Our Prime Minister was indeed wise to channel that same spirit from the same venue when he launched his campaign to retain Scotland within our stunningly successful family of nations.


Britons are famously modest, and I am extremely proud of that. But our modesty has its costs. It gives air to the separatists and devolutionary fetishists who would question the UK’s track record under Westminster governance. They claim that provinces away from the capital could be as wealthy as Ireland, Finland, or Belgium; former provinces of other great nations.

That optimism is admirable, but these fanciful ideas need challenging.

Belgium’s success is of course largely the result of its position at the heart of Europe. It is simple geography, not any governmental dispreference, that precludes the North of England from benefitting similarly. Ireland may be healthier and wealthier than the provincial areas of the UK it opted out of nearly a century ago, but, as its high unemployment and huge disruption following the financial crisis prove, this has come at far too high a cost in terms of stability.

Finland’s success is more interesting, but the simple truth is that, were it not for London's governance and assistance, the UK’s provinces would follow Portugal and Greece’s lead and not the Nordic model. Many have tried, but none have succeeded, to emulate Nordic success outside that unique region.

The harsh fact is Britain's provinces would be “Spain without the Sun”, not "Swedens of the West" if they loosened their affiliation, even slightly, with the UK's succesful centre. Our great national institutions should be less modest of pointing out that stark truth.


Of course there are also some difficult truths to address on the other side of the debate. London is among the richest areas in Northern Europe and many of the UK’s provinces are among the poorest. It is understandable that the people of those regions might search for a silver bullet to fix that problem, or blame their comparative failure on London's succes. But we must accept that silver bullets rarely exist, and that London's success is merely a product of its own exceptionalism.
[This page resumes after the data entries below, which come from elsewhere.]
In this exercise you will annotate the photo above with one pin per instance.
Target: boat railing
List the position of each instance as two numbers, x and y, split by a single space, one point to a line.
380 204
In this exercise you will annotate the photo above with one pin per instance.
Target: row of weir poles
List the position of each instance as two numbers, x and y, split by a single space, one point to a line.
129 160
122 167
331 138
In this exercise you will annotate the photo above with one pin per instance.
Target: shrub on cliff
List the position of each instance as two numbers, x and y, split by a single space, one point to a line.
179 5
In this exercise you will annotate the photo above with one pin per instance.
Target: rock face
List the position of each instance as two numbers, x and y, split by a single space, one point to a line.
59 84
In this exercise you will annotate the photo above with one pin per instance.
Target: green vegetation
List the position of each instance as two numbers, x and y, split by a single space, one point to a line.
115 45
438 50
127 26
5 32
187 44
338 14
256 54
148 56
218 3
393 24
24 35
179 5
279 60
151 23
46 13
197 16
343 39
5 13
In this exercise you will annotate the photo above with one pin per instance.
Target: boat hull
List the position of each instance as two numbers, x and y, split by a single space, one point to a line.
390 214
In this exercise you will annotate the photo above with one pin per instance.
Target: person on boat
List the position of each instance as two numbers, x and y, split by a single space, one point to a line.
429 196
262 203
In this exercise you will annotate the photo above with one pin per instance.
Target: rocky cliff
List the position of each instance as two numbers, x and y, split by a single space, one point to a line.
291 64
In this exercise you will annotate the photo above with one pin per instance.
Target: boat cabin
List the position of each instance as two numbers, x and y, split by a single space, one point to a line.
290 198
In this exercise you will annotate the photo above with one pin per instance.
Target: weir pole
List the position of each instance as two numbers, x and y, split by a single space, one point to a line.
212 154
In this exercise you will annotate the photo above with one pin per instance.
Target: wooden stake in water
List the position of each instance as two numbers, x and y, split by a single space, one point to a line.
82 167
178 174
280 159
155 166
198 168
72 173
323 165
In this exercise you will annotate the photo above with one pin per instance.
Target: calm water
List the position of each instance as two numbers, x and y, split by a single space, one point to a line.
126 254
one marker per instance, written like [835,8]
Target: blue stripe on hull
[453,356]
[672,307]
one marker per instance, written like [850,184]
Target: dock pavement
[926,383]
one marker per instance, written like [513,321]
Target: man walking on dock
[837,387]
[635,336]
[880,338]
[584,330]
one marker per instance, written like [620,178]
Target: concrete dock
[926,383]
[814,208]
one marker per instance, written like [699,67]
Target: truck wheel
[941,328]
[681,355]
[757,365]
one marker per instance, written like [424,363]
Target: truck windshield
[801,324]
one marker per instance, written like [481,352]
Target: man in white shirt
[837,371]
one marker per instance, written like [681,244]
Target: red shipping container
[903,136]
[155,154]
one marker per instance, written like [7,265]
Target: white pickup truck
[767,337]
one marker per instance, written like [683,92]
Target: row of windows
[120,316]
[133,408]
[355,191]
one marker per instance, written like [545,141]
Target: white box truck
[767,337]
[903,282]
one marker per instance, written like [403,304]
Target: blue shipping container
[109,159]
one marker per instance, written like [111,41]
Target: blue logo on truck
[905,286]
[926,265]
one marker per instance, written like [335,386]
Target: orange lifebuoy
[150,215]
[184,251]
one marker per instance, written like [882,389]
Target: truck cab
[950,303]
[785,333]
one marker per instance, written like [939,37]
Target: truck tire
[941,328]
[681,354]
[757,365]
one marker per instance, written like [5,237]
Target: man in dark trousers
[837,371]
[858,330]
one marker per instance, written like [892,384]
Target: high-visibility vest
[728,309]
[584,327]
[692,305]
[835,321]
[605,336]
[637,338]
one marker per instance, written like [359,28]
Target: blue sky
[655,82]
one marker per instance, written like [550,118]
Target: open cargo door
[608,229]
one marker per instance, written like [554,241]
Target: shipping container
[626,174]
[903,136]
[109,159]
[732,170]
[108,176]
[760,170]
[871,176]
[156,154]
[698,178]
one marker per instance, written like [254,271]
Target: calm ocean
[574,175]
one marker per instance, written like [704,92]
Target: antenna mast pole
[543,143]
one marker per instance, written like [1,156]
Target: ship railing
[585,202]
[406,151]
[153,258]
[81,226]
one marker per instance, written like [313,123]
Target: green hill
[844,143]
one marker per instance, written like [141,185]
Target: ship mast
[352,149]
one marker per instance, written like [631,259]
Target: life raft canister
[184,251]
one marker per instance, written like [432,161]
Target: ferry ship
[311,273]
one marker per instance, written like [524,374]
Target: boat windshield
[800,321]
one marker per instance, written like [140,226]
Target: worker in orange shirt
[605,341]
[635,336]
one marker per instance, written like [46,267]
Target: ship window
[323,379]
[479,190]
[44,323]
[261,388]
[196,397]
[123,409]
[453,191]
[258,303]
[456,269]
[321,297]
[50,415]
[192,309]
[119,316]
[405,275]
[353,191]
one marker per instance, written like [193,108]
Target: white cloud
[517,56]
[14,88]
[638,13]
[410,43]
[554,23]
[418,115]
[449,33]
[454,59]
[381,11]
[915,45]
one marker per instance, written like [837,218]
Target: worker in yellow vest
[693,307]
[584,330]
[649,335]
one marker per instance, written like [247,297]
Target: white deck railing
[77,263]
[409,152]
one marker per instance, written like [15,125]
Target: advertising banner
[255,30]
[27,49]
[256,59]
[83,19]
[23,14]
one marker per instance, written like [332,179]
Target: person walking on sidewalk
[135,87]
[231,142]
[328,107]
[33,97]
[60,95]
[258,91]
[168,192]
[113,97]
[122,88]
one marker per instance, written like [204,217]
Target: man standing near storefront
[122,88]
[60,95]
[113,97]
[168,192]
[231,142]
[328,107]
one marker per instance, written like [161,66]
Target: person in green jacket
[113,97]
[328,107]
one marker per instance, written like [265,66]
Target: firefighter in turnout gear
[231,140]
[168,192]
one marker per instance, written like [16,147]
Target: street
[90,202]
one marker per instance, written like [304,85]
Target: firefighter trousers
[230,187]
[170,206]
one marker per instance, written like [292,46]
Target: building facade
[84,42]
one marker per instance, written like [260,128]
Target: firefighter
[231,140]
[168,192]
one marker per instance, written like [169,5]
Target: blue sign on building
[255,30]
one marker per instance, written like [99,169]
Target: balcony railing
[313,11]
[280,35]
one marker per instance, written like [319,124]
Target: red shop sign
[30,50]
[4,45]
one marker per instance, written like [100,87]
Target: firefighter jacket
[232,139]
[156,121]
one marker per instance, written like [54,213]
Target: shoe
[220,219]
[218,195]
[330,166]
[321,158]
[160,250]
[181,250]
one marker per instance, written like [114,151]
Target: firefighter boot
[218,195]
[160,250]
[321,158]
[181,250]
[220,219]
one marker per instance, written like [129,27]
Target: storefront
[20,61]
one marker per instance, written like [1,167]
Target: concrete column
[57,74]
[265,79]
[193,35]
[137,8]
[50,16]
The UK’s provinces were built in a different era, one of mining, heavy industry, and Empire. That they are poorer than their Capital now is not because our national institutions have forsaken them, but simply because their recovery from the decline of those specialisms has been exceptionally difficult. Nowhere else in Europe industrialised so successfully, and thus nowhere else has had such a struggle to move beyond the age of industry.

Let us not forget either that it is London’s huge productivity and wealth that pays the bill for the rebirth we now see in cities like Manchester and Leeds. We need only look at cities such as Detroit, and regions such as the South of Italy to see what might happen in a less generous Union.


It is this last point that I want to expand as my finale. One of the best phrases to come out of Scotland’s Independence Referendum was “pool and share”. This is indeed where the UK excels above all others.


“From each region according to its wealth, to each region according to its potential” is the unspoken mantra of our country. The state, in London, objectively evaluates — without preference to any region or city — where investment will generate most growth for the nation. It then ensures that the dividends of that growth are spread as widely as possible and can be accessed by all.


Where regions have fallen behind others, we must of course do more to help. But let us not sacrifice any of our capital's potential brilliance in that pursuit.

Whatever problems our nation may have, it is by working together — by avoiding the outdated and inward-looking parochialism of Finland, Ireland, and Belgium — that we will forge the best way forward. Together.


London belongs to us all. It is the heart of our nation. Long may that continue.